Le premier congrès du parti se tient en 1947 dans la capitale syrienne. En 1953, il fusionne avec le Parti socialiste arabe d'Akram Hourani et prend le nom de Parti Baas arabe socialiste. Il est le premier à considérer le monde arabe dans son ensemble comme son champ d'action ; des sections " régionales " se créent en Transjordanie (1948), au  Liban (1949-1950) et en Irak (1951). Mais la " région " syrienne reste la plus importante. Le Baas connaît son apogée dans les années 60, et devient l'une des principales expressions - avec le nassérisme - du nationalisme arabe révolutionnaire. Pourtant, même à son apogée, il ne disposera pas de la base populaire d'un Nasser, et son influence se concentre dans l'armée, parmi les intellectuels et dans certaines couches urbaines.

Parti très idéologique, le Baas adopte comme mot d'ordre " Unité, libération, socialisme ". L'unité arabe est au centre de sa doctrine et prime tout autre objectif. Selon son fondateur, Michel Aflak, les peuples arabes forment une seule nation aspirant à constituer un État et à jouer un rôle spécial dans le monde. De sensibilité laïque - il rejette la répartition confessionnelle des sièges au Parlement syrien -, il admet cependant le rôle que l'islam a joué comme élément constitutif de l'arabisme. L'appel au socialisme dans les années 50 reste vague, et le Baas se prononce en faveur d'une démocratie pluraliste et d'élections libres. Enfin, la question palestinienne, si elle le préoccupe, est loin de constituer un point central de son idéologie.

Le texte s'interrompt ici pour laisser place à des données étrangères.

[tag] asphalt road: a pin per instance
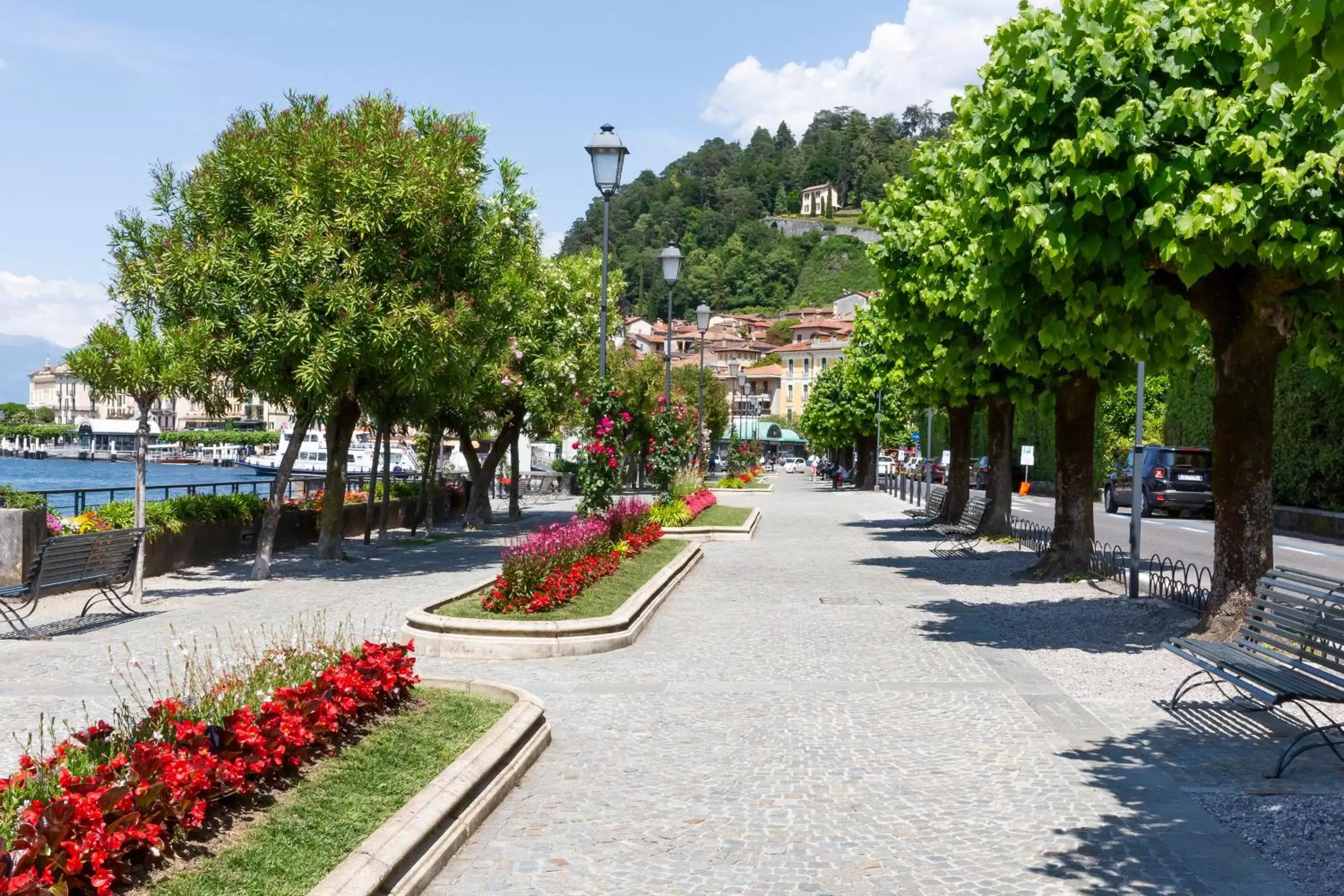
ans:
(1187, 539)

Le Baas se manifeste très tôt à la vie politique de la Syrie, où militaires et civils se succèdent au pouvoir après l'indépendance. Mais le tournant dans l'histoire du parti date de 1958 et de la Constitution de la République arabe unie (RAU) entre l'Égypte et la Syrie. Le Baas, qui partage les analyses de Nasser sur la politique arabe et internationale, accepte de dissoudre sa section syrienne. Ses membres participent au pouvoir mais, de plus en plus marginalisés, se démettent de leurs responsabilités à la fin de l'année 1959. L'autodissolution de l'organisation, puis l'échec de la RAU en septembre 1961 provoquent une longue crise interne. Celle-ci s'accentue alors même que le parti accède au pouvoir en Irak en février 1963 et en Syrie en mars de la même année.

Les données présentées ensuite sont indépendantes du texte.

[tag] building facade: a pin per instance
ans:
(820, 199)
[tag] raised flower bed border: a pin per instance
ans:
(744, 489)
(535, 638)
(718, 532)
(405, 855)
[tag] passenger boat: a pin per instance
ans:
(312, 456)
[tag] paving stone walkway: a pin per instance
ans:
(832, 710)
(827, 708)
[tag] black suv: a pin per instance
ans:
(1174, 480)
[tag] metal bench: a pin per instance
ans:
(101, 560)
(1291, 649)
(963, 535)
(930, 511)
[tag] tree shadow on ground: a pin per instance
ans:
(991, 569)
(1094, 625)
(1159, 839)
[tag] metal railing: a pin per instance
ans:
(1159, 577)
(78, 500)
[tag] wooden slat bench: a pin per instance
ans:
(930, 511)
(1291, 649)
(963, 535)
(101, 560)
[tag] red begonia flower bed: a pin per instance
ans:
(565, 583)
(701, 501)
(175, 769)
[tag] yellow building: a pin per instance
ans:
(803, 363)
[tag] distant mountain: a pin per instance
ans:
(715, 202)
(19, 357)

Une mutation se produit dans l'idéologie et l'organisation même du parti à la suite de longues périodes de clandestinité. Il multiplie les attaques contre la démocratie libérale alors que les militaires jouent un rôle accru dans l'appareil. Les revendications de caractère socialiste s'affirment. Et surtout, l'échec de la RAU amène certains cadres à remettre en cause le dogme de l'unité arabe. En Syrie, ceux qu'on appelle les " régionalistes " - le Dr Nouredine Al Atassi, Hafez Al Assad, Salah Jdid - par opposition aux " nationalistes " favorables à un dessein arabe affirment progressivement leur domination à partir de la prise de pouvoir par le Baas en 1963. Puis, par un coup d'État, ils chassent leurs rivaux baasistes du pouvoir en février 1966. Les fondateurs du parti, dont Michel Aflak, sont contraints à l'exil. Deux directions panara- bes - avec chacune ses sections régionales - se mettent en place : l'une à Damas, l'autre à Bagdad (après la prise du pouvoir par le Baas en juillet 1968). Les divergences idéo- logiques initiales s'estompent pour laisser place à un antagonisme politique aigu. Les deux partis se transforment alors en instrument des politiques d'État. Et, lors de la guerre du Golfe, l'armée syrienne se retrouvera aux côtés des troupes américaines contre l'Irak.

Paradoxalement, c'est arrivé au faîte du pouvoir - avec la direction de deux grands États - que le baasisme entame son déclin comme idéologie. La défaite de 1967 a accentué la crise du panarabisme, au profit de l'appui à la Résistance palestinienne d'abord, puis de l'islamisme. Les politiques " régionales " de l'Irak et de la Syrie, dictées par leurs intérêts d'État, ne suscitent aucune adhésion massive dans le monde arabe. Le baasisme imprime pourtant, dans les années 70 et 80, une marque spécifique en politique intérieure - avec l'application de mesures socialistes (ou plutôt l'instauration d'un capitalisme d'État) et un certain laïcisme, mais aussi avec une répression policière d'une violence extrême.